Slate Roofing — Commentary

slate roofingHistory

Slate is a fine grained, crystalline rock derived from sediments of clay and fine silt which were deposited on ancient sea bottoms. Slates vary in composition, structure, and durability.

Although slate quarrying was not common in the United States until the latter half of the 1800’s, slate roofing is known to have been used prior. Archaeological excavations at Jamestown, Virginia, have unearthed slate roofing in strata dating from 1625-1650 and 1640-1670. Slate roofing was introduced in Boston as early as 1654 and Philadelphia in 1699. 1600’s building ordinances of New York and Boston recommended the use of slate or tile roofing to ensure fire resistant construction.

In the early years of the Colonies, nearly all roofing slate was imported from North Wales. It was not until 1785 that the first commercial slate quarry was opened in the United States. Slate production increased dramatically in the years following the Civil War as quarries were opened in Vermont, New York, Virginia, and Lehigh and Northampton Counties, Pennsylvania. By 1876, slate roofing imports had all but dried up and the United States became a net exporter of the commodity.

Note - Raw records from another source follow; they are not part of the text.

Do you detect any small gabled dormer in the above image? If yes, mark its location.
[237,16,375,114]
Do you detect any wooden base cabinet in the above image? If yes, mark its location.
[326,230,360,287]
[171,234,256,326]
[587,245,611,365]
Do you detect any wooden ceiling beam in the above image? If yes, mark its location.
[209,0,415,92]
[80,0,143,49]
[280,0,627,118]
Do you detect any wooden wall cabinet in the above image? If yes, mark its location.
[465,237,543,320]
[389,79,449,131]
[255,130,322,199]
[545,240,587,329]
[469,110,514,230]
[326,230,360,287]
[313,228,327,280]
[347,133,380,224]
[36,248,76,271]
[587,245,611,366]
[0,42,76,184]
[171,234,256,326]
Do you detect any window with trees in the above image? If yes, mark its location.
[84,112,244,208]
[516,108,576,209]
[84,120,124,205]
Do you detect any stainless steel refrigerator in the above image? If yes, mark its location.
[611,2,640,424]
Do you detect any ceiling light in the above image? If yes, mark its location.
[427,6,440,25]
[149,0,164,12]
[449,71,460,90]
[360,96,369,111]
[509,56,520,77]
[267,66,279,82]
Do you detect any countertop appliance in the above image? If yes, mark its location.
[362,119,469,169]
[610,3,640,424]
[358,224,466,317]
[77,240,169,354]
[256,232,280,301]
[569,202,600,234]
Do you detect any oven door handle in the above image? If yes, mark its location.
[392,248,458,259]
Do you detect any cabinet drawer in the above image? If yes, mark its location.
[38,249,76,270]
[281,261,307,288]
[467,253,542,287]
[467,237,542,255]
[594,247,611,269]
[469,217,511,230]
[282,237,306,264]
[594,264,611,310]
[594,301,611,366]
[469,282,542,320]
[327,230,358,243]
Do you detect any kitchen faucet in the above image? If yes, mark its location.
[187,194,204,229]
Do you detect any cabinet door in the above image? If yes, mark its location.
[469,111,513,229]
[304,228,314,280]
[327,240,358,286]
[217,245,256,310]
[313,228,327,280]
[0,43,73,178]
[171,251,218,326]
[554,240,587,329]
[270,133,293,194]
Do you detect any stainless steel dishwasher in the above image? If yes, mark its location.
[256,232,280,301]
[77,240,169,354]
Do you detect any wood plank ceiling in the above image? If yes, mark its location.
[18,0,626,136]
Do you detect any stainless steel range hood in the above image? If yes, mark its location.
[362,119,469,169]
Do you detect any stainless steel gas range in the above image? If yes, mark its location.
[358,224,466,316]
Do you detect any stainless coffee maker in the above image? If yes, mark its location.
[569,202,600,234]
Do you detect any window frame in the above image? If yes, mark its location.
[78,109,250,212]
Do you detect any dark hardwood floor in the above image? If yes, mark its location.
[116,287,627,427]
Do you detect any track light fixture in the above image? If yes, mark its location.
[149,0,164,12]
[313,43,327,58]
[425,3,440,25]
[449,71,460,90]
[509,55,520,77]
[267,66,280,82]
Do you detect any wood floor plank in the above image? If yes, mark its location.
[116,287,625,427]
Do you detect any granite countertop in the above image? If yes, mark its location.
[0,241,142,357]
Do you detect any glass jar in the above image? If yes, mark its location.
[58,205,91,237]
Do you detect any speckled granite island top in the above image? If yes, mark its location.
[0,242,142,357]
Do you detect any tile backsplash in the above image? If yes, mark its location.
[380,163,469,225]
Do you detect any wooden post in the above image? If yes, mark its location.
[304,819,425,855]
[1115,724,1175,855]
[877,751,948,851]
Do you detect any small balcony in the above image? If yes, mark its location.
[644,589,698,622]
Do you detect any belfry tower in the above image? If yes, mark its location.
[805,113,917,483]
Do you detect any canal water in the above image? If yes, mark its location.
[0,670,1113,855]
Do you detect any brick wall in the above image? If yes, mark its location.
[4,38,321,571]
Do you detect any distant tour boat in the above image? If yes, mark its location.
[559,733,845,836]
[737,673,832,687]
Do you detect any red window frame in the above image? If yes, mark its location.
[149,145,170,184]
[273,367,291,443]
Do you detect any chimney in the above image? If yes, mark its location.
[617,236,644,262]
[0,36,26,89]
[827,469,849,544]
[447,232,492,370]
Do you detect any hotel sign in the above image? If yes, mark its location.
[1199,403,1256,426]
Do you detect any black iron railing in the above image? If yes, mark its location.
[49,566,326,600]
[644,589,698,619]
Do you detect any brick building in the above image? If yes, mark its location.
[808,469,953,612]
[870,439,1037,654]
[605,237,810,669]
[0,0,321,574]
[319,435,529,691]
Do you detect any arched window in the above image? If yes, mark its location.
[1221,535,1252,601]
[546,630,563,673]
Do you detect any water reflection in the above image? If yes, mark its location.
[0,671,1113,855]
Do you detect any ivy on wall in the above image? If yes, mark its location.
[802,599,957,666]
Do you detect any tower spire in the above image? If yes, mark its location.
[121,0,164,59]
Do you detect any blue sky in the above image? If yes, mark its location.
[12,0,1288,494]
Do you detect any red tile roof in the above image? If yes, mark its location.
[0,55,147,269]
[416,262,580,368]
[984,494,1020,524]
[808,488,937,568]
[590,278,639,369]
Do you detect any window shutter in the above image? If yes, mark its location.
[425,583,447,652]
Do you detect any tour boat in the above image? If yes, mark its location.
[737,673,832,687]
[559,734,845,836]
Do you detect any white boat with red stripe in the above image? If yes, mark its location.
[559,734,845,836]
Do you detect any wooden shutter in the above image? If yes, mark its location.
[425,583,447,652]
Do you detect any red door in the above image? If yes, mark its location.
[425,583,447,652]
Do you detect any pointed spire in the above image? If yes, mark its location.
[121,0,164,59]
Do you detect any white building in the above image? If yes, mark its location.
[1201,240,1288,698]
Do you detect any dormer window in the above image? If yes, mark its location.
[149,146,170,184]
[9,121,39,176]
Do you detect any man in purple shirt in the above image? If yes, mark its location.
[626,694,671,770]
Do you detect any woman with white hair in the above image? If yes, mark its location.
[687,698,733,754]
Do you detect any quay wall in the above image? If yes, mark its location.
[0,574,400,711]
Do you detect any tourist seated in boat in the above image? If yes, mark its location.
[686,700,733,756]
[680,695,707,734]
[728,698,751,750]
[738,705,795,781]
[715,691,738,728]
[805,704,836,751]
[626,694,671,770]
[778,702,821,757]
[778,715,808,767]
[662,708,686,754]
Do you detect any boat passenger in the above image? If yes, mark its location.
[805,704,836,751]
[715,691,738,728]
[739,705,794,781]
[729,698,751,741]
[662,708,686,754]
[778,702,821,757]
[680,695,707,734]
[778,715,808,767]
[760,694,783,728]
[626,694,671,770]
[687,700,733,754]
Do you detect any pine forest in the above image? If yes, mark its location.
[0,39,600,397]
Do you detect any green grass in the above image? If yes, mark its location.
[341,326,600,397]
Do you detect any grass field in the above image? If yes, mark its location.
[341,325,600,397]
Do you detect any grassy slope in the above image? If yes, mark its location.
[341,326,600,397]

The decline of the U.S. slate roofing industry began around 1915 and as a result a decline in skilled labor for both the fabrication and installation. Competition from substitute materials, such as lower cost, mass produced asphalt shingles furhtered the decline of slate roofing.

Slate roofing tiles are still manufactured by hand using traditional methods in a five step process: cutting, sculpting, splitting, trimming, and hole punching.

In recent years, slates from China, Africa, Spain and other countries have begun to be imported into the United States, primarily for distribution on the West Coast.


Costs will vary per location and other variables, but may run from $850 to $1,200 per square (100 square feet)


Beginning in the late 1800’s, asphalt saturated roofing felt was installed atop solid wood sheathing. The felt provided a temporary, watertight roof until the slate could be installed on top of it. The felt also served to cushion the slates, exclude wind driven rain and dust, and ease slight unevenness between the sheathing boards.

Slate roofs are heavy and requires adequate support. Tiles are brittle and installation requires special tools.

The ability to lay slate roofing properly, so that it is a watertight and aesthetically pleasing roof, requires training, much practice, and the right tools. The installation and repair of slate roofs should be performed only by experienced slaters.


Occasionally, individual slates are damaged. This may be caused by falling tree limbs, ice dams in gutters, valleys, and chimney crickets, the weight of a workman walking on the roof, or a naturally occurring fault in the slate tile. Repairs require special tools, special skills and are costly.

Every attempt should be made to keep foot traffic off the slate roof. Regular five to seven year inspections should be conducted by professionals experienced in working with slate.


Time has shown that Pennsylvania Soft Vein slates last in excess of 60 years, Vermont and New York slates last about 125 years; Buckingham Virginia slates 175 years or more.


Slate is available in a variety of colors. The most common are grey, blue-grey, black, various shades of green, deep purple, brick red, and mottled varieties. The presence of carbonaceous matter, derived from the decay of marine organisms on ancient sea floors, gives rise to the black colored slates. Compounds of iron generate the red, purple, and green colored slates.

Generally, the slates of Maine, Virginia, and the Peach Bottom district of York County, Pennsylvania are deep blue-black in color. Those of Virginia have a distinctive lustrous appearance as well due to their high mica content. The slates of Lehigh and Northampton Counties, Pennsylvania, are grayish-black in color. Green, red, purple, and mottled slates derive from the New York-Vermont district. The slate producing region of New York, which centers around Granville and Middle Granville, is particularly important because it contains one of the few commercial deposits of red slate in the world.

Slates are also classified as fading or unfading according to their color stability. Fading slates change to new shades or may streak within a short time after exposure to the atmosphere due to the presence of fine grained disseminated pyrite. For example, the "weathering green" or "sea green" slates of New York and Vermont are grayish green when freshly quarried. Upon exposure, from 20% to 60% of the slates typically weather to soft tones of orange-brown, buff, and gray while the others retain their original shade. Slates designated as unfading maintain their original colors for many years.

Other factors

  • There are many types of roofing slate and they each have their own particular qualities and idiosyncrasies.
  • It is imperative that people who work on slate roofs know the different types of roofing slate, their origins, longevitys, and qualities; they must be able to identify the slate on the roof.